Al igual que cuando uno se encuentra
enfebrecido por el enamoramiento más apasionado, cuando sufre los latigazos del
amor no correspondido o intenta sobrevivir entre los restos del naufragio de
aquel que ha terminado de la peor manera posible (incluso aunque sea una
decisión propia) y cualquier canción que escucha le parece que habla de lo que
siente, de lo que sufre, de lo que ansía, de lo que echa de menos, de su
efervescencia, de lo que le convenga en ese momento, también la lectura en que
uno anda inmerso se impone y parece tener respuesta para todo, así viene
sucediéndome últimamente con Mortal y
rosa de Francisco Umbral (los contactos de Facebook lo están comprobando),
título que leí hace muchos años y confieso que no demasiado bien, aunque en
tantos sentidos es un texto plena, total y magníficamente umbraliano, a simple
vista, en un primer encuentro y para el que tenga al autor a medias, en
proceso, en fase de descubrimiento (como me ocurría entonces), esta novela
introspectiva y doliente parece tener poco que ver con el columnista que se
convirtió en una adicción, se reconoce su prosa musical, poseedora de un ritmo
propio que invita a leer en voz alta para gozarla en plenitud, ahí está su
cadencia, ese modo personal de habitar cada palabra, ciertos recursos
estilísticos y lingüísticos, Umbral es siempre Umbral, no se oculta, todo lo
contrario (escribe sobre, desde, hacia, para sí), pero en aquel tiempo
universitario uno se quedaba más con el cronista, con el retratista de
ambientes, gentes y épocas, recuerdo que lo fui leyendo como a tirones e
incluso obligándome (lo que no sucedió con, por ejemplo, Leyenda del César Visionario o alguno de sus textos memorísticos
-por más que también lo sea Mortal y rosa,
pero de algo más recóndito que las simples vivencias, sin querer menospreciar
ni restar importancia ni altura literaria al resto ya que, como digo, fueron
lecturas impactantes y disfrutadas), aunque indudablemente me dejó huella
puesto que reapareció en mi ánimo mientras veíamos en el Teatro Español la
estupenda versión de Rabbit Hole de
David Lindsay-Abaire que David Serrano ha titulado Los universos paralelos y ha dirigido con su elegancia habitual,
pero de eso ya hablaremos en su momento (aunque, ya que estamos, no dejo pasar
la oportunidad de recomendarla encarecidamente; ignoro si quedan entradas
disponibles para sus últimas representaciones en Madrid -sólo hasta este
domingo 15-, pero la función continuará una gira apenas empezada, deseo que
haya muchas ocasiones de aplaudirla como merece). Sin embargo, a la hora de
encarar el escrito de hoy, imposible resistirse a citar al maestro Umbral quien,
si bien es cierto que hablando también sobre sexo, dice algunas cosas que
enlazan directamente con aquello a lo que uno venía dando vueltas para empezar,
por ejemplo cuando afirma que “la vida hay que pagarla. No hemos aprendido la
gratuidad de la vida” y, dejando fuera el modo en que la pone en
común/oposición con el sexo (¿Ven? Esto de colocar dos términos como para que
se elija el que al lector le parezca más idóneo -aunque ambos tienen validez y
su unión añade matices y subraya intenciones- lo tomé de sus columnas), no por
pacatería, sino por centrarnos (sobre todo, que ya ven cómo sigo dispersándome
y no concreto), poco después añade: “Pero se nace con conciencia de débito, con
sentido de culpa, con heredada sensación de deuda”.

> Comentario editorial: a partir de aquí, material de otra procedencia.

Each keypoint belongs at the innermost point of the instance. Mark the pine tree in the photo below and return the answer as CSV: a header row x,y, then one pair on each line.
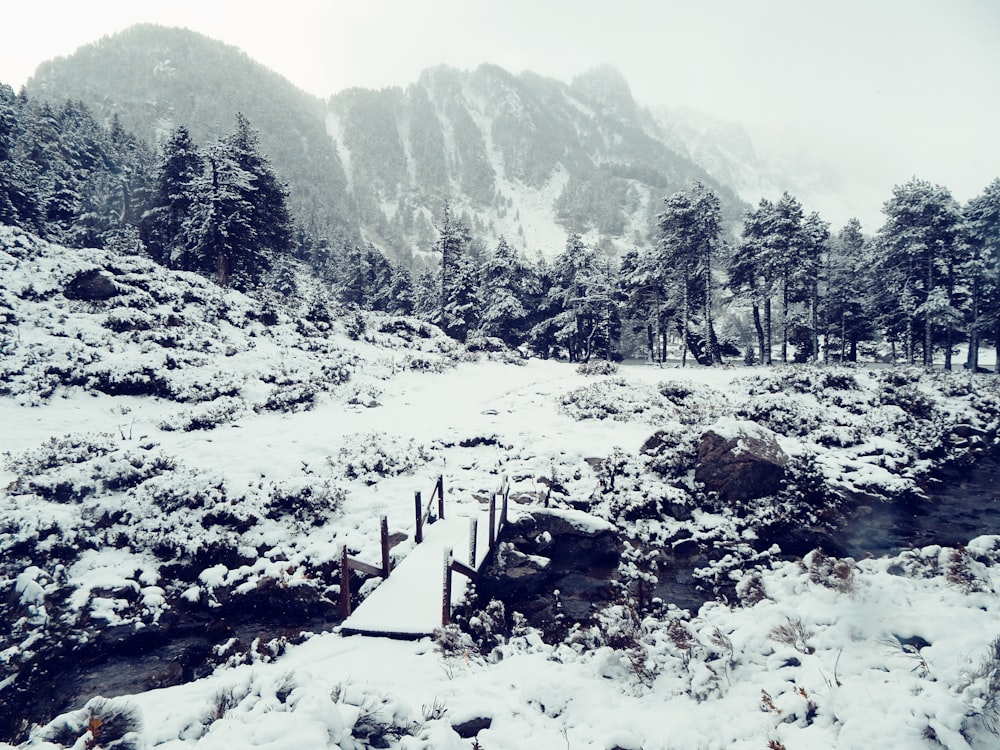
x,y
459,307
504,293
690,230
400,291
982,231
19,201
162,226
848,291
581,307
220,233
272,222
919,247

Creo que no es la primera vez (se me antoja
difícil que no lo haya hecho porque podría decir que es una de mis muletillas)
que traigo a colación el título que Juan Goytisolo y Sami Naïr dieron a un
libro que, aunque publicado hace diecisiete años, tengo la impresión no ha
perdido, por desgracia, actualidad ni pertinencia, El peaje de la vida, un muy bien documentado informe sobre los
procesos migratorios y los (crueles, terribles, insalvables) obstáculos a que
se enfrentan aquellos que tan sólo buscan un futuro (un presente) sin
exclusión, sin pobreza, sin hambre, sin calamidades, sin abismos que les
impidan avanzar -es decir, (sobre)vivir bajo unos parámetros básicos de
dignidad-. Y, así, llegamos a la génesis de este desvarío, aunque tal vez
habría que utilizar el artículo masculino y poner la palabra en mayúscula,
puesto que hasta allí me fui, a la Biblia, mientras leía Recursos inhumanos, la novela de Pierre Lemaitre publicada en
francés en 2010 y que Alfaguara editó hace unos meses en castellano traducida
por Juan Carlos Durán Romero. ¿Qué quieren? Tras cinco años desempleado y con
tan nulas perspectivas de acceder a algún trabajo (por más precario, mal pagado
y poco ajustado a derecho que esté -y señalar esto es entrar en materia,
hablando del libro que nos ocupa-), fue muy fácil empatizar con Alain Delambre,
el protagonista, apropiarse de su angustia, su vulnerabilidad, sus inquietudes,
su amargura, también de sus ansias por hacer justicia, por reivindicarse, por
no dejarse humillar, pisotear, por no vender su alma, por no aceptar unas
reglas impuestas que se saltan y conculcan cualquier mínima ética exigible (y
esto va para empresarios, empleadores, cualquiera que tenga en sus manos la
potestad de aceptar o rechazar -o despedir- a un trabajador, también para
aquellos que deberían vigilar el cumplimiento de las leyes pero coadyuvan y
participan de que la esclavitud esté a la orden del día, esos que, con su uso
indiscriminado y a deshora, han vaciado de contenido la palabra “compañeros”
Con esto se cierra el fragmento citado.